File dir = new File(parentDirectory, resourceDirectory);
File file = new File(fileName);
File finalFile = new File(dir, file);

3. Threading priorities

Threading priorities is another thing to consider across platforms. Other OS like Solaris for example has more thread priorities than windows. So, if you are working heavily on multi-threading, OS is something that may affect the program's behavior.

4. Using Native Code

Using native code (via JNI) can cause cross platform issues.

5. Beware of the System class

System.getProperty("") is clearly OS dependent. The other most common one is System.exec() as it calls another application from your system, and you should know if the application you are calling works across other systems.
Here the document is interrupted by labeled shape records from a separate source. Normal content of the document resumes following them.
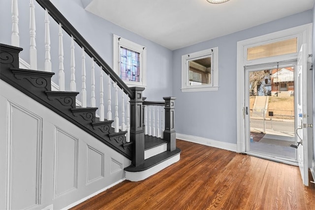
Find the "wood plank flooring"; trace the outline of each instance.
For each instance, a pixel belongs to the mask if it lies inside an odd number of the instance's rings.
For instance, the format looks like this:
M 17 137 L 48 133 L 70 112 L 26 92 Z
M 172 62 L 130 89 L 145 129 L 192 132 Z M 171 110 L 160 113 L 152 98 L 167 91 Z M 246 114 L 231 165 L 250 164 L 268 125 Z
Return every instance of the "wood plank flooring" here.
M 125 180 L 73 210 L 315 210 L 299 168 L 177 140 L 181 160 L 146 180 Z

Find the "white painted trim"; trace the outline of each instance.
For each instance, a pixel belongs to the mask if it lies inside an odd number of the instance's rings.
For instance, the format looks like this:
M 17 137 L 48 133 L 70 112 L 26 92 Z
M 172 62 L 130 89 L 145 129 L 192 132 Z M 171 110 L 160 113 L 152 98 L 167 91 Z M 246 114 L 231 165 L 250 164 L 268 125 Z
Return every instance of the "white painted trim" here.
M 311 167 L 311 173 L 313 177 L 313 180 L 315 181 L 315 160 L 312 161 L 312 166 Z
M 187 85 L 188 61 L 192 59 L 210 56 L 212 58 L 211 83 L 209 85 Z M 219 47 L 216 47 L 182 56 L 182 92 L 214 91 L 219 90 Z
M 158 165 L 156 165 L 145 171 L 136 172 L 130 172 L 125 171 L 126 180 L 131 181 L 139 181 L 145 180 L 149 177 L 157 173 L 167 167 L 169 166 L 172 164 L 178 161 L 180 159 L 180 155 L 181 154 L 179 153 L 170 158 L 168 158 L 161 163 L 160 163 Z
M 160 153 L 164 152 L 167 150 L 167 144 L 165 143 L 161 145 L 146 150 L 144 151 L 144 159 L 149 158 Z
M 21 58 L 19 58 L 19 62 L 20 63 L 19 66 L 20 68 L 31 69 L 31 65 Z
M 236 144 L 235 144 L 220 142 L 203 137 L 176 133 L 176 139 L 230 151 L 236 151 L 237 150 Z
M 96 191 L 95 192 L 94 192 L 94 193 L 92 193 L 91 195 L 89 195 L 88 196 L 86 197 L 85 198 L 83 198 L 81 200 L 79 200 L 78 201 L 76 201 L 74 203 L 73 203 L 73 204 L 71 204 L 69 205 L 68 205 L 68 206 L 64 207 L 63 209 L 61 209 L 61 210 L 68 210 L 69 209 L 71 209 L 72 207 L 74 207 L 80 204 L 81 204 L 81 203 L 86 201 L 87 200 L 89 199 L 89 198 L 92 198 L 92 197 L 95 196 L 95 195 L 104 192 L 104 191 L 105 191 L 106 190 L 107 190 L 107 189 L 109 189 L 110 188 L 116 185 L 116 184 L 118 184 L 119 183 L 120 183 L 120 182 L 124 181 L 124 180 L 125 180 L 126 179 L 122 179 L 120 180 L 119 180 L 118 181 L 116 181 L 115 183 L 113 183 L 112 184 L 110 184 L 108 186 L 107 186 L 106 187 L 103 188 L 102 189 L 100 189 L 99 190 L 98 190 L 98 191 Z
M 147 87 L 147 48 L 138 44 L 132 42 L 116 34 L 113 34 L 113 68 L 116 74 L 120 76 L 119 57 L 120 47 L 140 53 L 140 82 L 128 81 L 123 80 L 129 87 Z
M 244 90 L 245 88 L 245 71 L 244 66 L 249 65 L 257 65 L 267 62 L 273 62 L 284 60 L 284 56 L 275 56 L 267 59 L 256 59 L 247 61 L 246 58 L 246 47 L 252 46 L 268 40 L 280 38 L 282 37 L 296 35 L 301 38 L 298 41 L 298 48 L 303 43 L 308 44 L 308 54 L 312 54 L 312 23 L 308 24 L 285 30 L 276 31 L 268 34 L 246 39 L 237 42 L 237 99 L 236 99 L 236 126 L 237 126 L 237 152 L 245 151 L 245 142 L 249 137 L 245 130 L 245 120 L 244 108 L 245 106 Z M 289 60 L 297 58 L 297 56 L 290 57 Z M 266 60 L 268 60 L 267 61 Z

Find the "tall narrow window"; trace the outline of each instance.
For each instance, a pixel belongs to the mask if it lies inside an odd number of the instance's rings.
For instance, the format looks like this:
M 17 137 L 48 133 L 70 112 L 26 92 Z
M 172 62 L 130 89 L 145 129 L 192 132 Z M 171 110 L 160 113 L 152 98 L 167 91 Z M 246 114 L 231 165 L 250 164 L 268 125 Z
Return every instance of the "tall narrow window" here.
M 140 53 L 120 47 L 120 78 L 140 82 Z
M 146 48 L 114 34 L 114 70 L 129 87 L 145 87 Z

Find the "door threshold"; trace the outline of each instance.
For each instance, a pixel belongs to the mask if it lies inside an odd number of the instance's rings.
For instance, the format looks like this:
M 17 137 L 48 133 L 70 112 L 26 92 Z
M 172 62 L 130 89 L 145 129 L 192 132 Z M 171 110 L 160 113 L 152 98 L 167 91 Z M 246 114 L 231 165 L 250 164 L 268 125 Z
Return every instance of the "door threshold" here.
M 269 156 L 263 154 L 259 154 L 257 153 L 251 152 L 250 151 L 246 152 L 246 153 L 249 155 L 252 155 L 257 157 L 259 157 L 266 160 L 272 160 L 275 162 L 278 162 L 279 163 L 284 163 L 287 165 L 291 165 L 292 166 L 298 166 L 299 163 L 297 162 L 297 160 L 294 159 L 285 158 L 284 157 L 279 156 Z

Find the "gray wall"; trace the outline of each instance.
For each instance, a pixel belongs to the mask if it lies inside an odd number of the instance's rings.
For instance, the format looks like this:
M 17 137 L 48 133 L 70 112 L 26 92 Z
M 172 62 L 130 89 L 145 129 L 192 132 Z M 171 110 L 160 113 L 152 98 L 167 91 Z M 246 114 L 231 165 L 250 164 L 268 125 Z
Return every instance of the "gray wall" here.
M 172 95 L 172 52 L 164 47 L 146 39 L 135 33 L 115 25 L 86 11 L 84 6 L 80 0 L 52 0 L 57 7 L 69 22 L 81 33 L 98 54 L 111 66 L 113 67 L 113 34 L 122 36 L 147 48 L 147 88 L 144 96 L 148 100 L 163 100 L 163 96 Z M 86 3 L 86 2 L 84 2 Z M 36 2 L 35 16 L 36 19 L 36 41 L 38 57 L 38 69 L 44 68 L 44 12 Z M 11 0 L 0 0 L 0 42 L 10 44 L 11 43 Z M 19 30 L 20 47 L 27 49 L 29 47 L 29 1 L 19 1 Z M 58 69 L 58 28 L 55 21 L 50 18 L 51 47 L 52 63 L 54 71 Z M 2 29 L 6 28 L 7 30 Z M 63 34 L 65 62 L 70 60 L 70 40 L 67 34 Z M 76 78 L 77 90 L 81 88 L 81 50 L 75 46 Z M 22 58 L 29 61 L 28 50 L 24 50 L 21 54 Z M 87 59 L 87 85 L 90 84 L 89 74 L 91 62 Z M 65 62 L 64 69 L 66 79 L 70 77 L 70 64 Z M 98 75 L 99 69 L 95 68 L 95 75 Z M 97 73 L 96 73 L 97 72 Z M 53 81 L 58 84 L 58 77 L 54 77 Z M 96 90 L 98 90 L 98 80 L 95 79 Z M 69 85 L 66 86 L 66 88 Z M 106 91 L 106 90 L 105 90 Z M 88 96 L 90 93 L 88 92 Z M 88 97 L 89 98 L 89 97 Z
M 173 51 L 176 132 L 236 144 L 237 42 L 312 21 L 309 10 Z M 214 47 L 219 47 L 219 90 L 182 92 L 182 55 Z

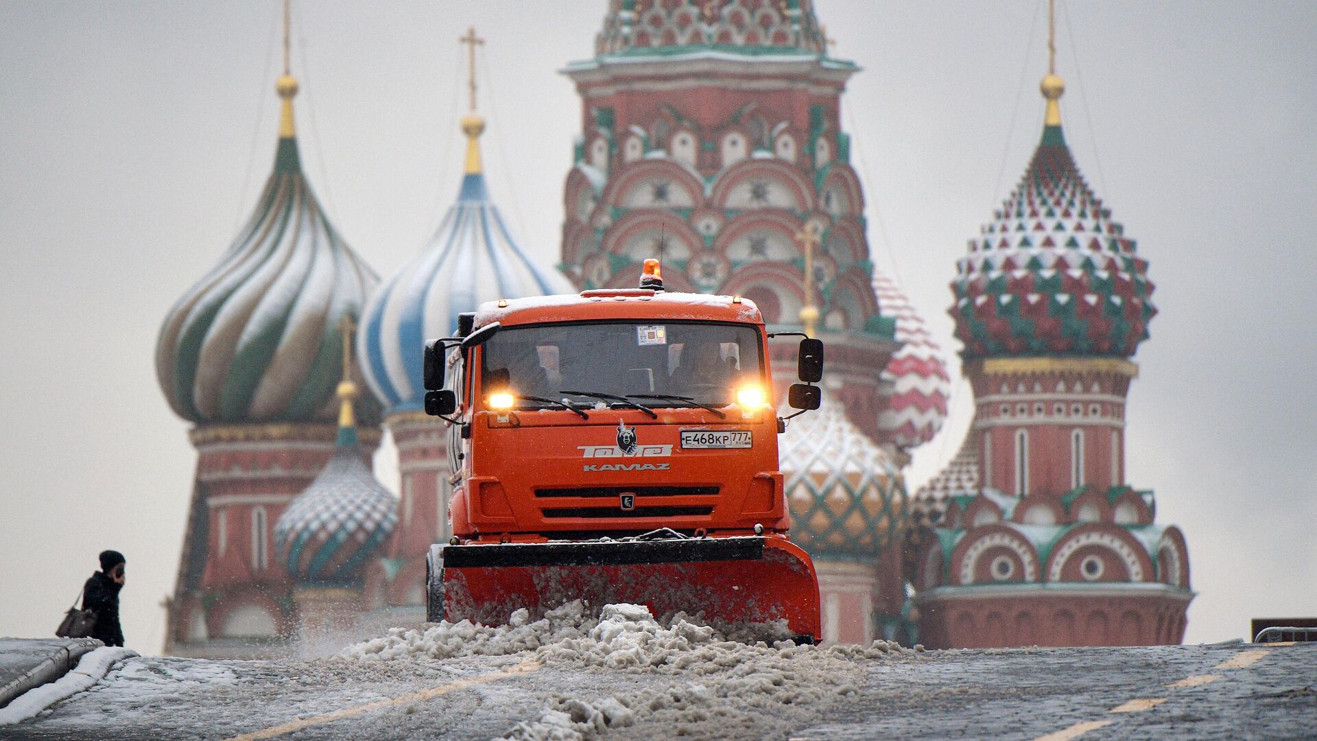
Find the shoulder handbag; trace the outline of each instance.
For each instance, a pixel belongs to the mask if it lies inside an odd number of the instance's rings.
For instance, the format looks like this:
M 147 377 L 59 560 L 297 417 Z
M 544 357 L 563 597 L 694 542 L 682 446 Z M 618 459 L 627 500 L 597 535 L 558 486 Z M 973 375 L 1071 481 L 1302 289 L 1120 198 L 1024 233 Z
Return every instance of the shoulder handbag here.
M 74 605 L 68 608 L 65 613 L 65 618 L 59 622 L 59 628 L 55 629 L 55 636 L 59 638 L 88 638 L 91 632 L 96 628 L 96 613 L 90 609 L 78 609 L 78 601 L 82 600 L 82 589 L 78 591 L 78 596 L 74 599 Z

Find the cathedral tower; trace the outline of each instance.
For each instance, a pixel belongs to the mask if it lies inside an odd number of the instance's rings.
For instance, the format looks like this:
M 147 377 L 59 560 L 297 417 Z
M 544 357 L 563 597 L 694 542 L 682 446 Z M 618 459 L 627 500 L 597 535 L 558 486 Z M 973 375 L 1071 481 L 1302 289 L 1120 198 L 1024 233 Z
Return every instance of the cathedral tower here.
M 386 405 L 385 423 L 398 446 L 402 476 L 398 529 L 387 558 L 367 574 L 369 589 L 391 607 L 414 609 L 424 620 L 425 552 L 446 541 L 449 460 L 446 422 L 423 407 L 421 349 L 427 340 L 452 336 L 457 315 L 485 301 L 576 293 L 551 268 L 537 265 L 512 239 L 490 198 L 479 138 L 485 117 L 475 107 L 475 46 L 468 45 L 469 109 L 462 116 L 466 160 L 457 202 L 420 252 L 371 298 L 360 328 L 361 368 L 375 397 Z
M 658 257 L 669 289 L 743 295 L 770 331 L 827 343 L 824 409 L 793 422 L 781 468 L 824 637 L 861 641 L 903 600 L 898 471 L 940 427 L 948 378 L 871 260 L 840 125 L 857 67 L 828 44 L 810 0 L 611 0 L 595 55 L 565 70 L 582 133 L 561 266 L 579 289 L 631 286 Z M 781 392 L 795 344 L 772 352 Z
M 951 285 L 975 418 L 917 497 L 936 523 L 914 575 L 934 647 L 1177 643 L 1193 599 L 1184 537 L 1125 476 L 1147 261 L 1065 145 L 1048 49 L 1042 140 Z

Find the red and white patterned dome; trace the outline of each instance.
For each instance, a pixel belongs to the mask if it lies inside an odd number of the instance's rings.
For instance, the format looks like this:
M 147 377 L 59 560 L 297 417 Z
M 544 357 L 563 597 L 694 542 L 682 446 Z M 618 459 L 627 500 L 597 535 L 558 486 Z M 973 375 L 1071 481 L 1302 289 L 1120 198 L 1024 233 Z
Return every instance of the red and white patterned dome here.
M 942 348 L 932 341 L 923 319 L 896 282 L 874 270 L 873 293 L 878 295 L 878 312 L 896 320 L 896 340 L 902 343 L 882 370 L 893 392 L 878 427 L 886 430 L 896 444 L 917 447 L 931 440 L 947 419 L 951 376 L 942 360 Z
M 599 54 L 673 47 L 824 53 L 811 0 L 612 0 Z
Even though Java is touted to be a Write Once Run Anywhere (WORA) type programming language, one needs to be aware of the above potential issues and test it properly across other platforms. Watch out for these gotchas in code reviews. 

6. Character sets 

When converting bytes to String or reading a file in different environments, it is imperative that we use the right character sets. Otherwise, you can have cross platform issues like character displayed properly in a Win32 platform, but not in a Unix platform and vice versa.

So, instead of

String str = new String(bytes);

Use with proper character encoding like

String str = new String(bytes, "utf-8");

Also, instead of

   FileInputStream fis = new FileInputStream("specialcharacters.txt");  
   InputStreamReader irs = new InputStreamReader(fis);  

   FileInputStream fis = new FileInputStream("specialcharacters.txt");  
   InputStreamReader irs = new InputStreamReader(fis,"utf-8");  

You can also set it via JVM runtime argument as shown below

java MyApp -Dfile.encoding=ISO-8859-1

Recently UTF-8 has become the default encoding on many systems, but sometimes you have to deal with files originating from older systems with other encodings. ASCII is an encoding that uses 7 bits in mapping all US characters in saving the bytes into file. The UTF-8 was designed for backward compatibility with ASCII and to avoid the complications of endianness and byte order marks in UTF-16 and UTF-32The most useful and practical file encoding today is "UTF-8" because it support Unicode, and it's widely used in internet. UTF-8 encodes each of the 1,112,064 code points in the Unicode character set using one to four 8-bit bytes. The UTF-8 has become the dominant character encoding for the World-Wide Web.